LOS ANGELES (USA)- 2017 saw more shark sightings and shark attacks along the US Pacific Coast than the years before. Last year saw a total of 9 authenticated unprovoked shark attacks, according to the report of the Shark Research Committee. None were fatal.
Eight of the attacks took place along the coast of California and one in the state of Washington. The summer months, with more people in the water, saw the most attacks, 5 attacks. There was 1 shark attack reported south of the southern Santa Barbara County line, with the remaining 8 attacks from Santa Barbara County north. The single Washington shark attack occurred at the Grays Harbor jetty in Westport.
Half of the attacks took place on kayakers. Two on surfers, one paddleboarder, one freediver and one swimmer. The Great White Shark, Carcharodon carcharias, was positively identified or highly suspect in all 9 of the attacks.

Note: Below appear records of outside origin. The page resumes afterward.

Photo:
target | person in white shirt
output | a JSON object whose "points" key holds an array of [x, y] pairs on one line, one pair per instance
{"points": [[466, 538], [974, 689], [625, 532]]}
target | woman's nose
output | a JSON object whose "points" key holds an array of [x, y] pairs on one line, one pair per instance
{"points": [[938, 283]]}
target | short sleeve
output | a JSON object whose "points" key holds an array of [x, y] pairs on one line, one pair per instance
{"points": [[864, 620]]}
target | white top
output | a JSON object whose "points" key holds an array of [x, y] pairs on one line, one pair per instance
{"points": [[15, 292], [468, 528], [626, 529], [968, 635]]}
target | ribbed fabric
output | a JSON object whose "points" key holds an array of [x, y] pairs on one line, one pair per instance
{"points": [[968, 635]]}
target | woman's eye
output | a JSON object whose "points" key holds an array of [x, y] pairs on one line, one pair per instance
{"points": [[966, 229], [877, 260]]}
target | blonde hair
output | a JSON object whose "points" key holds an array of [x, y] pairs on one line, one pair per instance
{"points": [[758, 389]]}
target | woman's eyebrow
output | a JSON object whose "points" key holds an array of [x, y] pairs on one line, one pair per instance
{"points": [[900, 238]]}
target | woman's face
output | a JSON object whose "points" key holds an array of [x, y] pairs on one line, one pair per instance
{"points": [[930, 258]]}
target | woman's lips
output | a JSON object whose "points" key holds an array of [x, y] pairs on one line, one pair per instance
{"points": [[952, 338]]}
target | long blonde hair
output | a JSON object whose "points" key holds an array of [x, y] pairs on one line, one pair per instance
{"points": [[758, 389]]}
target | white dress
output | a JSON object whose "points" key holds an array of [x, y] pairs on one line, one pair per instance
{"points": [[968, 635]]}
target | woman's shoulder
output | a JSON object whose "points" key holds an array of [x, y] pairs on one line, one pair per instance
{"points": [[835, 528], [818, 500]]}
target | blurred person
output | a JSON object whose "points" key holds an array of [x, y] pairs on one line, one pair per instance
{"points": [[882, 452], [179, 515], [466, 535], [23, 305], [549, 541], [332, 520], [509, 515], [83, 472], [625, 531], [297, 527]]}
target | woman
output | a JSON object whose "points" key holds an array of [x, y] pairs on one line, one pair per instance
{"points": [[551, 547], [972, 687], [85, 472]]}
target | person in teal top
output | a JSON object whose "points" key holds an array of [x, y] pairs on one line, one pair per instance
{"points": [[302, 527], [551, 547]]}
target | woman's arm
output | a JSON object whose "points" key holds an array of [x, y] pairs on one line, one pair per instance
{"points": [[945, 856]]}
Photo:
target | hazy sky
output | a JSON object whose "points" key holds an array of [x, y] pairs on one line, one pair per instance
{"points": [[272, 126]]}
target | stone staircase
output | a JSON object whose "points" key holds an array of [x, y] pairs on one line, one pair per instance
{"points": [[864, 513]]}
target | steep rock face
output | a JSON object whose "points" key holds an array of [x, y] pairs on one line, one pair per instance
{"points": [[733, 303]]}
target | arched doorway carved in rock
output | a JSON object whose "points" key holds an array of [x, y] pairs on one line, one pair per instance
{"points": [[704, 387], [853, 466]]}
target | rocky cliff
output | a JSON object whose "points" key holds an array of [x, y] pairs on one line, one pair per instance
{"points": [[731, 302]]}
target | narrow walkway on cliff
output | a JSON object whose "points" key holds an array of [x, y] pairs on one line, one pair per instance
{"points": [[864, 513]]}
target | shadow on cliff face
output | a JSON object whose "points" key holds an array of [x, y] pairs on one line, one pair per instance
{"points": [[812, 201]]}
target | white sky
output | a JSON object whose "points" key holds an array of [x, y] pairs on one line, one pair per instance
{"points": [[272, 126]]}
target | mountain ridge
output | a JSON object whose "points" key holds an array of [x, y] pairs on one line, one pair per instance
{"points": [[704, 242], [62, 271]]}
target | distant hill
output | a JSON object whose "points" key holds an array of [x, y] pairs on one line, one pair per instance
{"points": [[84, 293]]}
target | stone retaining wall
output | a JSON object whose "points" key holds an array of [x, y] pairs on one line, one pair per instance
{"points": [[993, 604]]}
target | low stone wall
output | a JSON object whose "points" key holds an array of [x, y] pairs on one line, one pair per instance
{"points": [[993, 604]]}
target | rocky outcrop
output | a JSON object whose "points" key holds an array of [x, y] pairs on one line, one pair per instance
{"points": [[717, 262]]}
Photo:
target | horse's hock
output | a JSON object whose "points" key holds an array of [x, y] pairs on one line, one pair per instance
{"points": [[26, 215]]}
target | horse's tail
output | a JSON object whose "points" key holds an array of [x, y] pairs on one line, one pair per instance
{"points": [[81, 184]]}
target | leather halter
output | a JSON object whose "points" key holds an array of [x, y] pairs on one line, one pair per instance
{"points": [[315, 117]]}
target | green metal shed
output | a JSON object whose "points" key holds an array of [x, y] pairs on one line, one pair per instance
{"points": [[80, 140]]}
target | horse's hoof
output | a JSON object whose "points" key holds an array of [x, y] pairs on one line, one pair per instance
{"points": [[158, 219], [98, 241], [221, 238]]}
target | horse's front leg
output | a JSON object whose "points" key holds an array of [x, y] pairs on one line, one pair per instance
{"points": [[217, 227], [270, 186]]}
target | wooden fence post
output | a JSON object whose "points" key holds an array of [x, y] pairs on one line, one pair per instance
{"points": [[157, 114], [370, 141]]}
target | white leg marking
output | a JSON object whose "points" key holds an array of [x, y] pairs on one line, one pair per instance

The publication “Shark Attacks of the Twentieth Century” authenticated 108 unprovoked shark attacks from the Pacific Coast between 1900 and 1999. The Great White Shark was implicated in 94 (87%) of the 108 confirmed attacks with an annual average of slightly more than one shark attack per year.
The 9 cases reported for 2017 brings the total number of unprovoked shark attacks occurring along the Pacific Coast during the 21st Century to 103. This is ‘six times’ the Twentieth Century annual average of slightly more than one shark attack per year. The Great White Shark was positively identified or highly suspect in 92 (89%) of the 103 attacks recorded during the 21st Century.
From 2000 to the present, 51 (50%) of the 103 confirmed shark attacks occurred during the three month period of August (16), September (13), and October (22). There have been 211 authenticated unprovoked shark attacks reported from the Pacific Coast of North America from 1900 thru 2017. The Great White Shark was positively identified or highly suspect in 186 (88%) of the 211 cases.
There were 8 fatal shark attacks confirmed from 1900 to 1999 and 5 fatal attacks reported from 2000 to 2017. The 13 fatal attacks represent 6% of the 211 total cases.
Surfers are the highest risk group, as shown in the report. Victim activity for the 103 shark attacks reported from the Pacific Coast since 2000 are distributed in the following ocean user groups; surfing 62 (60%), kayaking 17 (17%), swimming 8 (8%), diving 6 (6%), paddleboarding 6 (6%), outrigger 1 (1%), windsurfing 1 (1%), fishing 1 (1%), and boogie boarding 1 (1%).
There was an increase in the number of Great White Shark observations, encounters, and interactions with ‘pinnipeds,’ reported in 2017.